Last week, one of the most popular Dark Web hosting services – Daniel’s Hosting – was attacked using a PHP zero-day exploit. The result : the server’s root account was also deleted, and that all 6,500+ Dark Web services hosted on the platform are gone.
Daniel noted on the website that “the hosting server was logged in to via phpmyadmin and adminer with the correct hosting management password and deleted all accounts. Noteworthy, also the account “root” has been deleted, which was injected into the database at 10:53 PM UTC and deleted at 12:50 AM, shortly after remaining databases from the chat, link list and hit counter got deleted.”
It was not possible for the service to find the root cause by log analysis, as the database had already been accessed with this user and it is unknown for how long the hackers may have had access to the database due to rotating logs frequently.
To this day around 6500 Hidden Services were hosted on the server. There is no way to recover from this breach, all data is gone.

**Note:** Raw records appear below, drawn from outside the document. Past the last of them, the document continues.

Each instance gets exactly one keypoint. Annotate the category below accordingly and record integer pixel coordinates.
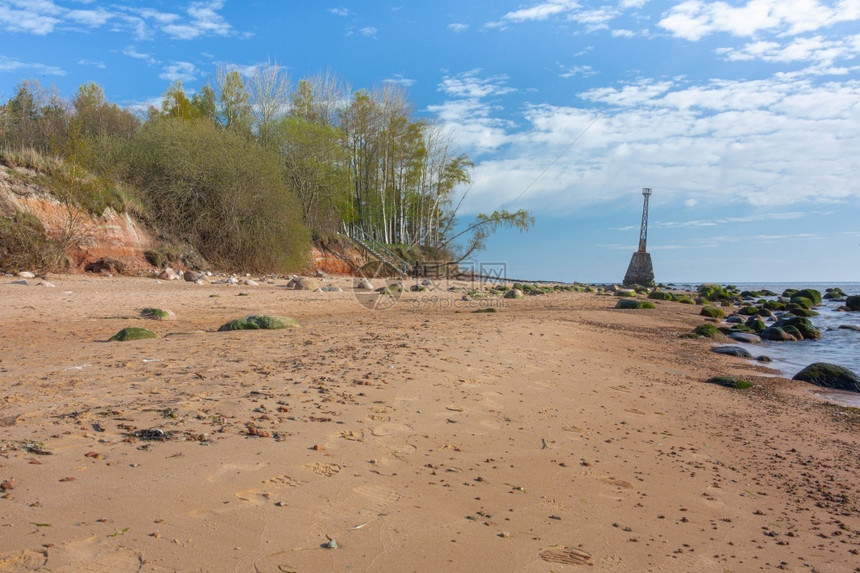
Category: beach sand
(558, 434)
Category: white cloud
(766, 143)
(695, 19)
(400, 80)
(13, 65)
(592, 19)
(42, 17)
(132, 52)
(573, 71)
(100, 65)
(179, 71)
(814, 50)
(38, 17)
(471, 85)
(541, 11)
(622, 33)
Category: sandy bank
(552, 435)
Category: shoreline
(557, 429)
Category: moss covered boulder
(801, 301)
(800, 311)
(776, 334)
(712, 292)
(514, 293)
(259, 322)
(732, 351)
(707, 330)
(132, 333)
(829, 376)
(631, 304)
(730, 382)
(834, 293)
(712, 312)
(661, 295)
(755, 324)
(157, 314)
(802, 324)
(809, 293)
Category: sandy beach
(557, 434)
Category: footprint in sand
(285, 481)
(84, 557)
(327, 470)
(228, 469)
(22, 561)
(390, 429)
(617, 482)
(355, 436)
(254, 496)
(379, 495)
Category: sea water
(837, 345)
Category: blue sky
(742, 115)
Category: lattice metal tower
(640, 270)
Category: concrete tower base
(640, 271)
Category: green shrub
(222, 191)
(25, 246)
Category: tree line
(248, 169)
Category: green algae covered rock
(259, 322)
(661, 295)
(730, 382)
(631, 304)
(712, 312)
(157, 314)
(829, 376)
(132, 333)
(707, 330)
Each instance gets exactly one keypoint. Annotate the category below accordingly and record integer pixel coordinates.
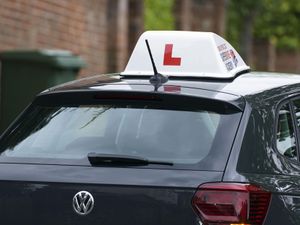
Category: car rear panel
(40, 194)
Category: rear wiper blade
(112, 159)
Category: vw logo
(83, 203)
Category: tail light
(231, 204)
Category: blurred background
(103, 32)
(47, 42)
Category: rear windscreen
(67, 134)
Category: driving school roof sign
(185, 53)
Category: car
(186, 134)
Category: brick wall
(288, 61)
(200, 15)
(76, 25)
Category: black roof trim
(187, 78)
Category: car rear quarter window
(66, 133)
(286, 137)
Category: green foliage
(276, 20)
(159, 15)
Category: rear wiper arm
(126, 160)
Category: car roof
(247, 84)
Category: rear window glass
(67, 134)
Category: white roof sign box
(185, 53)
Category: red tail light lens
(231, 203)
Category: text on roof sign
(169, 60)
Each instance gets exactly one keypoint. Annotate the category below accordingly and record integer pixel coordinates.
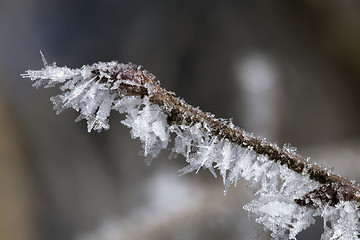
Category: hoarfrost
(275, 186)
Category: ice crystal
(93, 91)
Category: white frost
(274, 185)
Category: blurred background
(285, 70)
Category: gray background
(286, 70)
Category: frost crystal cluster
(289, 192)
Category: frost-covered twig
(290, 190)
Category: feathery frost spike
(289, 190)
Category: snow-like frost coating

In the dark web, there is no backup by design, so if a data is lost, it’s lost forever. According to Dark Owl “Daniel of the Dark Net goes dark!” : Over 30% of the operational and active hidden services across Tor and I2P disappeared with the hack of Daniel’s Hosting Services and over 6-Million documents archived in DarkOwl Vision are no longer available on the darknet.
A fix have been posted, related to phpmyadmin however the bug which is about Bypassing disabled exec functions in PHP via imap_open is still there.
A list of php functions that should be left disabled unless needed is published in OWASP, however it doesn’t include yet imap_open.